До него не сразу доходит, что он должен сам что-то изображать в угоду своим посетителям, — недостаточно просто лежать и воспринимать их появление как очередную телепрограмму. Пока идет реклама — здоровенный черный детина демонстрирует исключительную пригодность для спортсменов пива «Миллер», запросто поднимая бильярдный стол и закатывая, как догадывается зритель, все шары в лузу, — он переводит взгляд вниз, на оживленное личико Джуди, такое чистое, лучистое, без единого изъяна, как новенький часовой механизм, и говорит ей заговорщицки:
— Зато теперь мы с тобой знаем, как надо, правда, Джуди? Знаем, как надо менять галс.

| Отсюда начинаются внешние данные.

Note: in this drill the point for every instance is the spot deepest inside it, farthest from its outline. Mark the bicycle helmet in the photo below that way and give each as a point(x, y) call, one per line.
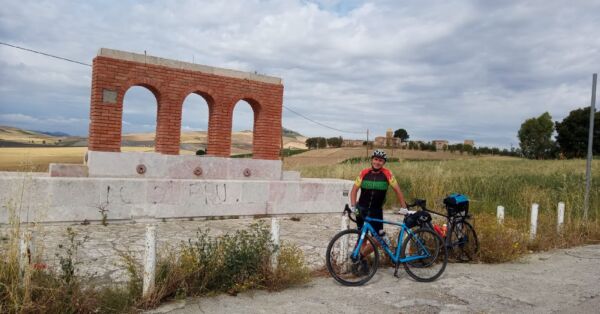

— Да — ножницы! — подтверждает девочка, делая руками движение крест-накрест. — Румпель к парусу.
— Все верно, — говорит он. — Только разве не от паруса?
Мысли у него затуманены. Голос звучит как чужой, чей-то незнакомый гнусавый, сиплый голос; глотку дерет от манипуляций, которые с ним производили, когда его доставили в больницу, — что-то связанное с кислородом, он тогда понимал все очень смутно, а потом, благодаря какой-то гадости, которую ему впопыхах впрыснули, и вовсе вырубился.
— Гарри, а что говорят врачи? — спрашивает Дженис. — Что дальше-то? — Она сидит в кресле подле его постели, точнее, в кресле-каталке новой конструкции, с виниловой обивкой, которое чем-то смахивает на любимое кресло Фреда Спрингера, только то было неподвижное, а это еще и ездит. Лоб у нее имеет выражение обалдело-встревоженное, рот — тупоумная щель, темный, в полдюйма, проем. В своем двуцветном спортивном костюме и громоздких «адидасах» на ногах она похожа на чемпиона по игре в шар среди старшей возрастной категории; лицо у нее от избытка солнца задубело, возле скул намечаются два валика. Нежная кожа под бровями начинает собираться в складки. В старости мы все больше покрываемся ухабами и рытвинами.